BREAKING: DePaul Divestment Coalition holds a press conference in response to ’stalemate’ called by administration

Parveen Mundi, DePaul SGA President, speaks to the press at the Gaza Solidarity Encampment on DePauls Quad, May 11. The press conference was called after DePaul called a stalemate in negotiations with the Divestment Coalition.
Parveen Mundi, DePaul SGA President, speaks to the press at the Gaza Solidarity Encampment on DePaul’s Quad, May 11. The press conference was called after DePaul called a ‘stalemate’ in negotiations with the Divestment Coalition.
Jake Cox

The DePaul Divestment Coalition hosted a press conference today at 8 p.m. to address the university calling a stalemate on their negotiations.

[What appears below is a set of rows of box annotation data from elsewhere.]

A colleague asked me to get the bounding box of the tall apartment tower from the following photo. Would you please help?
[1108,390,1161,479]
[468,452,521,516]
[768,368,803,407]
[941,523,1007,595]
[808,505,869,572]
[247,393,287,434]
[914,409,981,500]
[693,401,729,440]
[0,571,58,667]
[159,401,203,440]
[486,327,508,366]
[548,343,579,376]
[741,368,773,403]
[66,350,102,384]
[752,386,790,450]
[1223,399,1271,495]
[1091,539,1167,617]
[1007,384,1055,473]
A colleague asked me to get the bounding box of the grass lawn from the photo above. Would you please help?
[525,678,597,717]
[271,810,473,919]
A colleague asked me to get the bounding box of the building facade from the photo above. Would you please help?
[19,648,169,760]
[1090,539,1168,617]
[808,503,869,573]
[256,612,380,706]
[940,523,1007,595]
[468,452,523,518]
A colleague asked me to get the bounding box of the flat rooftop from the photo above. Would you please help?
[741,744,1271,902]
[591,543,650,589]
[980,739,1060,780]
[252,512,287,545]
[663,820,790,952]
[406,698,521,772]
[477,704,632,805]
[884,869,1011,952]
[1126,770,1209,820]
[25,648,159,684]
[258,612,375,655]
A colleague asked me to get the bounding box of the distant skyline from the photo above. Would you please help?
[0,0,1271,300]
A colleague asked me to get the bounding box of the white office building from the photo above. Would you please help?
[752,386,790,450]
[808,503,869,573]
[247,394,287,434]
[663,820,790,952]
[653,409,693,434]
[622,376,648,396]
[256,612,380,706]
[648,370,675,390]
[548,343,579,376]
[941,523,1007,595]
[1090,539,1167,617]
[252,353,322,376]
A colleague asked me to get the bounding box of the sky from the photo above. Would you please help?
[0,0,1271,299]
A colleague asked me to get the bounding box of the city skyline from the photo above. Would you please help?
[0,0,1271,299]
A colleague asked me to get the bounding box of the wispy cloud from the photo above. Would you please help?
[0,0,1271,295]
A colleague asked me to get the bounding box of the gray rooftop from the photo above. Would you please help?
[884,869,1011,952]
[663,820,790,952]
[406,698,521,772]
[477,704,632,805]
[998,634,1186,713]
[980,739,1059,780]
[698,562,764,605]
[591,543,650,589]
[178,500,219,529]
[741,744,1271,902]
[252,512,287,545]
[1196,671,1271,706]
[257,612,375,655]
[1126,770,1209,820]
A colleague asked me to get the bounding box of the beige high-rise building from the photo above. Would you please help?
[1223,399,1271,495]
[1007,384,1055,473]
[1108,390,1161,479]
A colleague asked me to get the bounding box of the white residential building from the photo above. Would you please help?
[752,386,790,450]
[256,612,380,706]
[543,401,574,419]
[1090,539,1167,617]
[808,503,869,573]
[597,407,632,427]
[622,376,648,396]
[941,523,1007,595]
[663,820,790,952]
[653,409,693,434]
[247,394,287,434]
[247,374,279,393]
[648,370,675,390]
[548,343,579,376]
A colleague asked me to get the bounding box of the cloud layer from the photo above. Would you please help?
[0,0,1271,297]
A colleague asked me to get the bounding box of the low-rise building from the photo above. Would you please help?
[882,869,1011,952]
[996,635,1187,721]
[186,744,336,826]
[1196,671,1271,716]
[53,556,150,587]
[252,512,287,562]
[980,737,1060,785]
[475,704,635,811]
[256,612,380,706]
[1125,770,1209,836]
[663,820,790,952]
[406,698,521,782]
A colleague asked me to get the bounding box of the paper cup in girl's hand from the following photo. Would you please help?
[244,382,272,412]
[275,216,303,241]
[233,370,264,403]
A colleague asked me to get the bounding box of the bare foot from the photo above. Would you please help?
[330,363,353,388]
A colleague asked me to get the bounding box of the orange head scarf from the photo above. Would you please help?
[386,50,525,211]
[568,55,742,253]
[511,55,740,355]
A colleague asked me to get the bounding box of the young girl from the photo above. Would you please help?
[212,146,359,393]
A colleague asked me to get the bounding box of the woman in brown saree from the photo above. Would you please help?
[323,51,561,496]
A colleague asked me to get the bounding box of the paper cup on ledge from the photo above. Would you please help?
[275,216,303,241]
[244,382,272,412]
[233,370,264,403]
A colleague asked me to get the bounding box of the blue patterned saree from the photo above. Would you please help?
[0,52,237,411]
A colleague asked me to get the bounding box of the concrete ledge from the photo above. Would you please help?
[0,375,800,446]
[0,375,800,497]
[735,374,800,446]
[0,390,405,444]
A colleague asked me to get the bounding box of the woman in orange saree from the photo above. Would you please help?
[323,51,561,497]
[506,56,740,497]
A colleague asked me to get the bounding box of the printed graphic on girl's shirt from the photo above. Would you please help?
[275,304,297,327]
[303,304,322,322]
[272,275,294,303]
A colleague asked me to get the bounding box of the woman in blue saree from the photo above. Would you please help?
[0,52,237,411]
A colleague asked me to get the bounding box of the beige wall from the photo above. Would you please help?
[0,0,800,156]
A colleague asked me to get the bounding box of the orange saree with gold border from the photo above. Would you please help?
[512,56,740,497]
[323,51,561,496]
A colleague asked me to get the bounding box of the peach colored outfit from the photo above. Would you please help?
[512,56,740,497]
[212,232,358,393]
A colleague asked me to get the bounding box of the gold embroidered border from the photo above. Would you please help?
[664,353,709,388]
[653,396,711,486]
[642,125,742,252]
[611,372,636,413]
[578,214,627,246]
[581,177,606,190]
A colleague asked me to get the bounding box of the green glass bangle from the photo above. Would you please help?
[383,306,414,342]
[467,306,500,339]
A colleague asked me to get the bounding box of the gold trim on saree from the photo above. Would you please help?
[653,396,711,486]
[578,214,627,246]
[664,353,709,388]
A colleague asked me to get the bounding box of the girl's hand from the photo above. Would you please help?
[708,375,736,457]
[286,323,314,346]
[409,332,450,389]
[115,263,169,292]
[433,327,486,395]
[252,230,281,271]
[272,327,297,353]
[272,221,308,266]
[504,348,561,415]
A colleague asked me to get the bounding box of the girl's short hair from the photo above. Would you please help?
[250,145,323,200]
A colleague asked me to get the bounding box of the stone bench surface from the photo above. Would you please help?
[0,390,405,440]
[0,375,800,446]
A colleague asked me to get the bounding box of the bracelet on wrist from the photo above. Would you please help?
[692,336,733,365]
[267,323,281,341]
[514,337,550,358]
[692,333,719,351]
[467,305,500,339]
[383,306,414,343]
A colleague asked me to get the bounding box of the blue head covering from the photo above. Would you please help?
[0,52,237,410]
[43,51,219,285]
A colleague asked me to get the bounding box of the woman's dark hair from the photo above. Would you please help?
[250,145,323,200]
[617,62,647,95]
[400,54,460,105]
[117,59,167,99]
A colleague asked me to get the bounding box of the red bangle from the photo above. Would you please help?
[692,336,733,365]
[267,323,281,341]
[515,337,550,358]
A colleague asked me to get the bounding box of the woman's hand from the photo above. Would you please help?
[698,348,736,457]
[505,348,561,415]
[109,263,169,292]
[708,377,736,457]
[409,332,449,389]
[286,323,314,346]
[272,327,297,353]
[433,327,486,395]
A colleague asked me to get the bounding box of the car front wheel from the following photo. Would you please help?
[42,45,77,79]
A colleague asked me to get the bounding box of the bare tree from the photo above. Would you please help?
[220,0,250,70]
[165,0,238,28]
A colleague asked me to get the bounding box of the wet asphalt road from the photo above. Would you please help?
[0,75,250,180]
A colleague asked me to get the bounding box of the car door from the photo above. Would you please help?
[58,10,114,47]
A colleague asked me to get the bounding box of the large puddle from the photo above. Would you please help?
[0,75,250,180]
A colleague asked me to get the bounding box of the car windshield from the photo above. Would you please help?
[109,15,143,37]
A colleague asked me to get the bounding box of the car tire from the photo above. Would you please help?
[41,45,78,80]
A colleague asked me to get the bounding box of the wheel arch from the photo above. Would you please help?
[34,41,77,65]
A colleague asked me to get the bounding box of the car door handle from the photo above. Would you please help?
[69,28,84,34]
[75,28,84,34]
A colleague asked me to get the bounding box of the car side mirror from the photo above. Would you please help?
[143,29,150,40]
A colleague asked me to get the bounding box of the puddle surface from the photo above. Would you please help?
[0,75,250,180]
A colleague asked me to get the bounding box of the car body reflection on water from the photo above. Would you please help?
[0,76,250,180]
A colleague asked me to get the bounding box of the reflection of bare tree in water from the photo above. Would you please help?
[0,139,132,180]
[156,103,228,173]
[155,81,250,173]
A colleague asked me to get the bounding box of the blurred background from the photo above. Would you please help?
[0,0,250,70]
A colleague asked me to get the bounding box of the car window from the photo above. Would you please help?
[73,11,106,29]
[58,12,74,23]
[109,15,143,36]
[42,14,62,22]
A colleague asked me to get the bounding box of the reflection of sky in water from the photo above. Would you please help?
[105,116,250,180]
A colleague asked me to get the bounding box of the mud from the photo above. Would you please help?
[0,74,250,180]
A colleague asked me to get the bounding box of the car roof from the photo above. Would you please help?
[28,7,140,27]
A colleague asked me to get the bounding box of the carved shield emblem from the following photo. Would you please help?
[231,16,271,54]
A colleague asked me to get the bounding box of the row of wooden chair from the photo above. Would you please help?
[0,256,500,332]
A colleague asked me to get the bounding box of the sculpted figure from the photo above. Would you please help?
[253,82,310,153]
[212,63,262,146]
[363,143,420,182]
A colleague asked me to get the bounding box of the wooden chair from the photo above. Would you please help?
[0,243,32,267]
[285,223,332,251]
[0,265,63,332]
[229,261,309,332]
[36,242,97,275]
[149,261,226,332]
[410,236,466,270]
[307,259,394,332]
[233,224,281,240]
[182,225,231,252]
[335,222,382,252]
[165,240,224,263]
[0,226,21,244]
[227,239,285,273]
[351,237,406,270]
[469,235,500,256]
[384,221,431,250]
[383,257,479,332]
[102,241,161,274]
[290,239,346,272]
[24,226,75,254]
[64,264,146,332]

In speeches from various speakers, the coalition reiterated their determination for DePaul’s divestment and their belief that the university engagement team continually acted in bad faith during negotiations. 

The coalition revealed that at least two attorneys were brought in to help them during negotiations. One of the attorneys, Benjamin Meyer, spoke at the press conference and condemned the university’s decision to host negotiation meetings on two religious holidays: the Muslim day of prayer and Shabbat. 

“I hope this matter can be resolved through negotiation, not violence,” Meyer said. 

Meyer called the university’s response to the coalition’s demands and negotiation tactics “disappointing.”

Kristin Claes Mathews, senior director of strategic communications at DePaul, said that students from the coalition “originally indicated they were available and willing to meet on Friday.”

“Leadership felt it was urgent to meet due to safety concerns for the encampment, which included the credible threats the university received from external entities on Friday,” Mathews told The DePaulia in an email.

Negotiations between the university and the coalition continued on Saturday, May 11 at 3 p.m.

Byron Sigcho-Lopez, alderman for the 25th Ward, also spoke at the press conference and commended the students for protesting peacefully. 

“The students are using their voices,” said Sigcho-Lopez, who also gave a speech at the encampment on Day 5. “They are on the right side of history, and they’re doing it peacefully without any provocation.” 

Sigcho-Lopez urged DePaul’s engagement team to return to negotiations. 

“We’re asking the university to come back to the negotiation table, to refrain from using any force against the students that are peacefully demonstrating,” he said. 

The university outlined responses to the coalition’s demands and presented several conditions for meeting those demands in a document presented to coalition leaders at 9 a.m. on May 11. 

These responses included working with legal counsel and other resources to emphasize doxing as prohibited behavior in existing university policies, agreeing that only university-sanctioned study abroad programs can use the DePaul brand, and reaffirming their commitment to creating a Southwest Asian and North African Center. 

The document was later shared with the DePaul community by the office of DePaul President Robert Manuel at 8:12 p.m, on May 11, shortly after the press conference began. 

“These offers are predicated on the expectation of an orderly removal of the encampment by noon on May 12 and do not cover future acts of any participants from the encampment,” the document read. 

It stipulated that  The DePaul Divestment Coalition take down the encampment and agree not to “reestablish an encampment on DePaul property or create organized disruptions during the final exam period or any of DePaul’s upcoming commencement exercises.” 

In the document, DePaul administrators also agreed to host a dialogue between the Board of Trustees leadership and a maximum of six student leaders from the coalition within the next six months.

In an interview with The DePaulia, Student Government Association president Parveen Mundi said there were no Board of Trustees members present during any negotiation meetings between the engagement parties. 

“We found that they were unwilling or unresponsive to a huge number of (our demands) … especially around divestment,” Mundi said.

While negotiations have ended in a stalemate, Mundi said that the fight will continue even if the encampment is removed. 

“This university is currently approaching its willingness to negotiate as it lacks the imagination and boldness to imagine a world in which these demands could be met,” Mundi said. “I say that because I believe, truly, that this institution has had the opportunity to do business differently without admission of compassion and justice.”